Autograph of 19th Century Baseball Icon could fetch $100,000!!

Written by Steve Henson - Yahoo Sports

It was a grand occasion, the Boston Beaneaters' 1887 home opener and the first chance for fans to watch newly acquired star Mike "King" Kelly, whose batting and baserunning exploits were exceeded only by his élan.
He'd been purchased from the Chicago White Stockings for the unimaginable sum of $10,000 after leading the league with a .388 batting average and 155 runs. He'd invented the hook slide and the hit-and-run play, and stole as many as 84 bases in a season. He liked to address the crowd between pitches, banter with the umpire and bait the opposition, blurring the lines between baseball and performance art.

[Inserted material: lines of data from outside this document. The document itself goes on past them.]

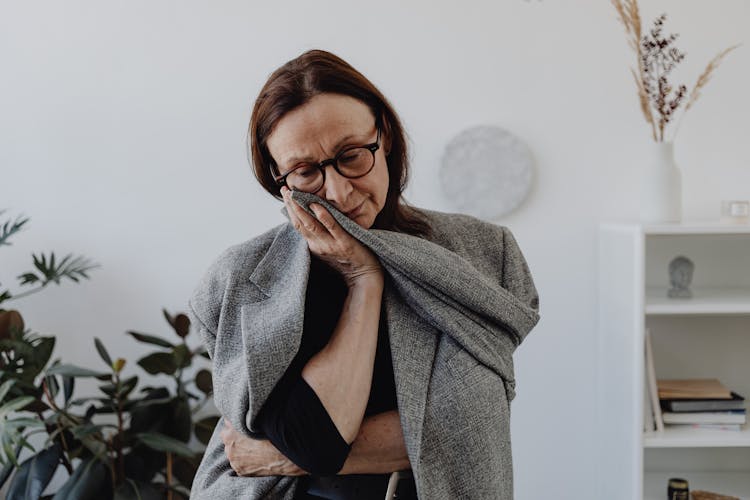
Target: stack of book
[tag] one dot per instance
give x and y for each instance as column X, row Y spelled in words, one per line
column 696, row 403
column 700, row 403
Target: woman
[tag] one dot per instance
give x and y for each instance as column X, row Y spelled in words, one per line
column 365, row 336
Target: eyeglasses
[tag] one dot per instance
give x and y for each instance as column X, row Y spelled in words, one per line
column 352, row 163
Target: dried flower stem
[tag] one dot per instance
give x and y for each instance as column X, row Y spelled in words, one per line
column 703, row 80
column 631, row 19
column 656, row 58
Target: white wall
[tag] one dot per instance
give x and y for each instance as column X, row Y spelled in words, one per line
column 122, row 136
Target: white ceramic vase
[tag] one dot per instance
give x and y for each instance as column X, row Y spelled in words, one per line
column 661, row 196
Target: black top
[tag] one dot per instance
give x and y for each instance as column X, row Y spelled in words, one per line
column 293, row 418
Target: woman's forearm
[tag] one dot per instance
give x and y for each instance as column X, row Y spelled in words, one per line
column 379, row 447
column 341, row 373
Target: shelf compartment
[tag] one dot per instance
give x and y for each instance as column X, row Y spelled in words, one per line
column 697, row 438
column 724, row 300
column 695, row 228
column 726, row 483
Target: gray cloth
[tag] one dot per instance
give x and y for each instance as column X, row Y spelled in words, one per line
column 456, row 307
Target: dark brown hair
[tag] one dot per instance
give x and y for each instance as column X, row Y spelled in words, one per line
column 317, row 72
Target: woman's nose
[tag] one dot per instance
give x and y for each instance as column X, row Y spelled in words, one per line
column 337, row 188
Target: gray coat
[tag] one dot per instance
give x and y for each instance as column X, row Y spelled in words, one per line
column 456, row 309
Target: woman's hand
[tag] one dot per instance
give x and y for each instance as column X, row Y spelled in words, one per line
column 329, row 241
column 255, row 457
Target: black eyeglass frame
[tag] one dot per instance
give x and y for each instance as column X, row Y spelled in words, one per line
column 373, row 148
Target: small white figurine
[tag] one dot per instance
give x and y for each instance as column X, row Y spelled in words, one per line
column 680, row 275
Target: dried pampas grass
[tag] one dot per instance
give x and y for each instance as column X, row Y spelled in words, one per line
column 656, row 57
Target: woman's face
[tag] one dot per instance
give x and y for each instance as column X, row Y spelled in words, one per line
column 318, row 130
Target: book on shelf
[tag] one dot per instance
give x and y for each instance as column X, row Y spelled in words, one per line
column 710, row 388
column 688, row 405
column 723, row 417
column 718, row 427
column 653, row 410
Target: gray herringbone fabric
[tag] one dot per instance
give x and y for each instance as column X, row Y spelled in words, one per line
column 456, row 306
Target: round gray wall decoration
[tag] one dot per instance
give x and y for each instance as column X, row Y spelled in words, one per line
column 486, row 172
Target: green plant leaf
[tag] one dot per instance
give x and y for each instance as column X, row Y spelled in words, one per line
column 15, row 405
column 34, row 474
column 52, row 385
column 182, row 421
column 204, row 428
column 160, row 442
column 86, row 429
column 75, row 371
column 89, row 481
column 68, row 386
column 5, row 387
column 158, row 362
column 181, row 325
column 181, row 355
column 168, row 317
column 132, row 490
column 102, row 351
column 9, row 467
column 204, row 381
column 151, row 339
column 127, row 386
column 9, row 229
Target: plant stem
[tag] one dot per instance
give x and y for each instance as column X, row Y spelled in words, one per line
column 120, row 458
column 169, row 476
column 28, row 292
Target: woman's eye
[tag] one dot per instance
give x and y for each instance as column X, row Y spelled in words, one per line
column 351, row 156
column 307, row 171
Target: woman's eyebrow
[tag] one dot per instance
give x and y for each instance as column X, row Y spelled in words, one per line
column 296, row 159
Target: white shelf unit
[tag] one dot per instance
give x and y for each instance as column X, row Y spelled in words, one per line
column 707, row 336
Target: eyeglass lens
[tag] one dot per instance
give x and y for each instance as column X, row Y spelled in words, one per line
column 352, row 163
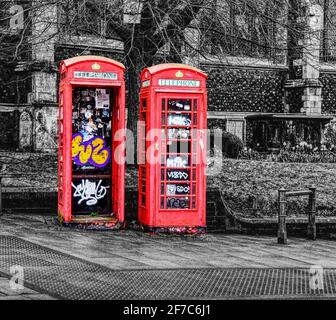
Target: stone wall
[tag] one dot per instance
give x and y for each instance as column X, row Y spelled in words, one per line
column 245, row 90
column 328, row 93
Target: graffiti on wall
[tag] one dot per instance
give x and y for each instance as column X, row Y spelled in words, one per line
column 88, row 191
column 174, row 203
column 173, row 189
column 93, row 151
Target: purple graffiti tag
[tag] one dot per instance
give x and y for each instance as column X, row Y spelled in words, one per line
column 81, row 150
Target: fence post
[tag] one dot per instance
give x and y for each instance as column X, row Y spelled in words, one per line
column 311, row 232
column 282, row 233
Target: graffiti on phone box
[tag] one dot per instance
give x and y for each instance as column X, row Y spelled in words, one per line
column 88, row 191
column 93, row 151
column 174, row 203
column 179, row 120
column 178, row 175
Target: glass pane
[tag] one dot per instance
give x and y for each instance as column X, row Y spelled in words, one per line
column 179, row 120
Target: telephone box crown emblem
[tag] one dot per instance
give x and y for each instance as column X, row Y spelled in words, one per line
column 96, row 66
column 179, row 74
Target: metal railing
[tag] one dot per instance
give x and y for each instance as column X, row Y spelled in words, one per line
column 282, row 201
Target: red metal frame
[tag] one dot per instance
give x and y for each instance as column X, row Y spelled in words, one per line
column 97, row 65
column 181, row 83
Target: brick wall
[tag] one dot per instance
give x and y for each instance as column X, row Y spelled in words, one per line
column 245, row 90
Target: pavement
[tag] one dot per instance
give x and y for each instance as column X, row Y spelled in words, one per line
column 134, row 250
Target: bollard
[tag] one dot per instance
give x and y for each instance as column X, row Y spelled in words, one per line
column 311, row 232
column 282, row 233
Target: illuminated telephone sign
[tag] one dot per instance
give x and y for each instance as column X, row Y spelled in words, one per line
column 91, row 111
column 172, row 155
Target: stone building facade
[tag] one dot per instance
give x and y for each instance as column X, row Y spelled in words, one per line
column 296, row 74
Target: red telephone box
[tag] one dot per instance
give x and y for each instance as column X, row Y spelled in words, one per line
column 91, row 113
column 172, row 149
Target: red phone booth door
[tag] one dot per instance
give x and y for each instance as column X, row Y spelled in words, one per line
column 181, row 192
column 92, row 134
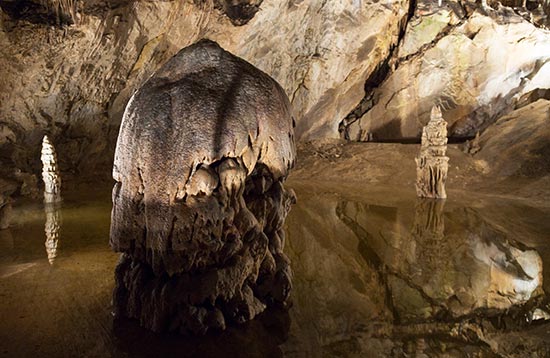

After the game, Kelly was off to the Boston Theatre, then to a banquet in his honor at the Elks Lodge. Mayor Hugh O'Brien presented him with a gold watch and chain. The 5½-by-9½ rigid card-stock program given to guests was festooned with red velvet ribbons. Its edges were gold leaf, its centerpiece a studio cabinet-style photograph of the striking, mustachioed Kelly.
He'd made fashionable the notion of signing an autograph when he rose to stardom with the Chicago White Stockings under legends Cap Anson and Albert Spalding. The post-Civil War era produced the first wave of American celebrities, from Mark Twain to Buffalo Bill, from John D. Rockefeller to John L. Sullivan.
Kelly was the first larger-than-life pro baseball player, and many of the Elks had him autograph their programs as the evening progressed, whiskey flowed and toasts became grandiose.
He dipped a black fountain pen into an inkwell, and signed, "Truly Yours, M.J. Kelly." One of the programs surfaced 124 years later, and it's in mint condition. Kelly's autograph is a rarity, and this one is perhaps the most valuable ever for a baseball player.
Many of the programs never even left the building that night. Thoroughly soused, Kelly was loaded into his carriage, normally horse-drawn. But on this night Elks and other admirers lifted the carriage and lugged it through the streets to his home.
It was a great night to be a Bostonian, a great night to be Irish, a great night to be King.
Within two years Kelly was the subject of America's first pop music hit, recorded on a wax cylinder and played on the phonograph Thomas Edison had invented in 1877. The song was titled, "Slide, Kelly, Slide," which is what fans in Chicago would chant when he flew around bases in his prime. It was sung on stage by dance hall star Miss Maggie Cline and covered by numerous artists as 78 rpm records proliferated in the early 20th century, well after Kelly's death.
Within four years he was moonlighting as a Vaudeville act, reciting "Casey at the Bat," often substituting Kelly for Casey. His pet monkey sat on his shoulder and a beer or shot of whiskey was invariably in his hand.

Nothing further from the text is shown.